Saturday, February 23, 2008

Touting Torture - Waterboarding and the Ethically Impermissible

The Department of Justice took out the trash on Friday, February 22nd, and dumped a little tidbit into a news cycle which perhaps it hoped would be missed between accounts of Britney's child visitation woes and Hillary's increasingly desperate attacks on Obama.

The New York Times reported Friday that the DOJ's internal ethics office is investigating the origins of the infamous Torture Memo which led to the equally infamous waterboarding and torture of terrorism suspects by the CIA.

H. Marshall Jarrett, head of the DOJ's Office of Professional Responsibility (who knew they had one?) responded to a letter from Senator Durbin of Illinois, and Senator Whitehouse of Rhode Island:

the legal advice approving waterboarding was one subject of an investigation into “the circumstances surrounding the drafting” of a Justice legal memorandum dated Aug. 1, 2002.

The document declared that interrogation methods were not torture unless they produced pain equivalent to that produced by organ failure or death. The memorandum, drafted by a Justice Department lawyer, John Yoo, and signed by Jay S. Bybee, then head of the department’s Office of Legal Counsel, was withdrawn in 2004.

Mr. Jarrett said the investigation was also covering “related” legal memorandums prepared by the Office of Legal Counsel since 2002. That suggested the investigation would address still-secret legal opinions written in 2005 by Steven G. Bradbury, then and now the acting head of the Office of Legal Counsel, that gave legal approval for waterboarding and other tough methods, even when used in combination.

Mr. Jarrett said his office was “examining whether the legal advice in these memoranda was consistent with the professional standards that apply to Department of Justice attorneys.”

“Because of the significant public interest in this matter, O.P.R. will consider releasing to Congress and the public a nonclassified summary of our final report,” Mr. Jarrett wrote, using the initials for the Office of Professional Responsibility.

Justice Department officials said that the O.P.R. inquiry began more than three years ago and noted that it was mentioned in a Newsweek article in December 2004. It has since been expanded, the officials said, to cover more recent legal opinions on interrogation.

Mr. Jarrett’s letter, dated Monday, came in reply to a Feb. 12 letter from Mr. Durbin and Mr. Whitehouse to him and the Justice Department’s inspector general, Glenn A. Fine, seeking an investigation into the department’s legal approval of waterboarding.

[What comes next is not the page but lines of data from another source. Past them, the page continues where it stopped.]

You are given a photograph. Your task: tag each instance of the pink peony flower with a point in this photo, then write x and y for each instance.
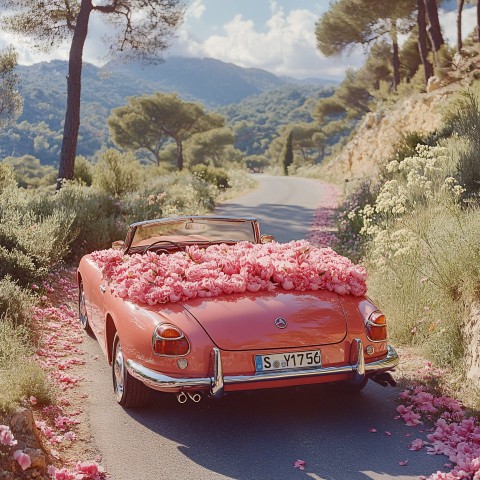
(22, 459)
(228, 269)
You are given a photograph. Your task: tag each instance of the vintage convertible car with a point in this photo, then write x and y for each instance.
(173, 312)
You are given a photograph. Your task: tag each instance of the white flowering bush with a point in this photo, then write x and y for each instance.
(423, 252)
(416, 180)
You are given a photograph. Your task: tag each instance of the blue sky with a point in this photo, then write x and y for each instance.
(275, 35)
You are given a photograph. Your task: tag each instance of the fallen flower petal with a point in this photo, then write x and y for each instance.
(299, 464)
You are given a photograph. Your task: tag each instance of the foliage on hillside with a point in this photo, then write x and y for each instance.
(416, 225)
(256, 120)
(40, 230)
(38, 131)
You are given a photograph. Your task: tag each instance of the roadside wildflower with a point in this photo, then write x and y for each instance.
(6, 436)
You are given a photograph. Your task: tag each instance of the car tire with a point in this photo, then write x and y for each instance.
(129, 392)
(82, 309)
(350, 387)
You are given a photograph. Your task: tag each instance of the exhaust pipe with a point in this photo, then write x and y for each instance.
(181, 397)
(196, 397)
(384, 379)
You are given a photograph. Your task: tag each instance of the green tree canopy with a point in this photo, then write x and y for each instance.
(362, 22)
(150, 121)
(10, 99)
(213, 147)
(139, 28)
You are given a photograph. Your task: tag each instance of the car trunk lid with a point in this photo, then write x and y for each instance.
(250, 321)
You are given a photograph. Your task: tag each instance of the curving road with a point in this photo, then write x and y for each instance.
(256, 436)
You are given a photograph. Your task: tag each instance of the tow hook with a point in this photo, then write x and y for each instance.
(182, 397)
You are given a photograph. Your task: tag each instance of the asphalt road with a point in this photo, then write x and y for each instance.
(256, 436)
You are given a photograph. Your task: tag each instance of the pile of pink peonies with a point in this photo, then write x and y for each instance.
(226, 269)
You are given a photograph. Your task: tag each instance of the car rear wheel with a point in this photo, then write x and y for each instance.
(82, 309)
(129, 392)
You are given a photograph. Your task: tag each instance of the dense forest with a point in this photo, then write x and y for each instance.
(258, 102)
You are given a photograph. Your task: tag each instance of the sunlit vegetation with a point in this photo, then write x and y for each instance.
(416, 227)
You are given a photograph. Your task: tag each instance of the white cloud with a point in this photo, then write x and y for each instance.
(286, 46)
(196, 10)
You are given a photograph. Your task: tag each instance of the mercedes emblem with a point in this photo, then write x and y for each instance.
(280, 323)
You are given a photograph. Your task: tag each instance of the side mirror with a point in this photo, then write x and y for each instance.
(267, 238)
(118, 245)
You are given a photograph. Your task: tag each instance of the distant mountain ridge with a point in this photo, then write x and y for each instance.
(44, 88)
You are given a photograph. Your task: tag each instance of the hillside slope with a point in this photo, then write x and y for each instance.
(379, 132)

“Despite the virtually unanimous consensus of legal scholars and the overwhelming weight of legal precedent that waterboarding is illegal,” the senators wrote, “certain Justice Department officials, operating behind a veil of secrecy, concluded that the use of waterboarding is lawful. We believe it is appropriate for you to investigate the conduct of these Justice Department officials.”

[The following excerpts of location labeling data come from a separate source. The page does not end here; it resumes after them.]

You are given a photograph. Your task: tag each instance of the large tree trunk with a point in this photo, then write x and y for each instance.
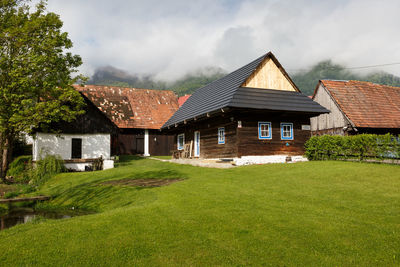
(6, 157)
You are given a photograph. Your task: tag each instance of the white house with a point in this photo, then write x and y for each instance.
(78, 143)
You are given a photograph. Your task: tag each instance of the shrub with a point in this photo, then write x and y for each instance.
(357, 146)
(20, 168)
(46, 168)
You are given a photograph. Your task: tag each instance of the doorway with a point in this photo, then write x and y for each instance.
(197, 144)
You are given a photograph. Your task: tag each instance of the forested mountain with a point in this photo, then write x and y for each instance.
(186, 85)
(305, 80)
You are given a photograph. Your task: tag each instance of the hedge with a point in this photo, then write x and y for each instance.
(360, 146)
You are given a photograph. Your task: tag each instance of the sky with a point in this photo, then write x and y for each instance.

According to a Washington Post article
The memo was formally withdrawn in 2004 by Jack L. Goldsmith, who succeeded Bybee as head of OLC. Goldsmith concluded that legal opinions on the NSA program, torture and other issues were fundamentally flawed and told the Senate last year that the memos created "a legal mess."

Two other Justice memos that are known to have dealt with waterboarding and harsh tactics are still-secret opinions penned in 2005 by Steven G. Bradbury, who is currently the acting OLC chief. Administration officials have said those opinions authorized a number of techniques, including waterboarding, sleep deprivation and head-slapping.
Proving once and for all that crappy research skills and a willingness to overlook teeny-tiny ethical issues like whether coerced confessions violate the very basis of our system of justice don't necessarily pose an impediment to the ambitious and well-connected young persecutor prosecutor, it should be noted that John Yoo is a law professor at the University of California Berkeley College of Law and his co-conspirator former boss, Jay S. Bybee is now a federal judge sitting on the Ninth Circuit Court of Appeals. Yes, both men are examples of how those who disregard and flout the highest standards of the legal profession are punished rewarded for their perfidy.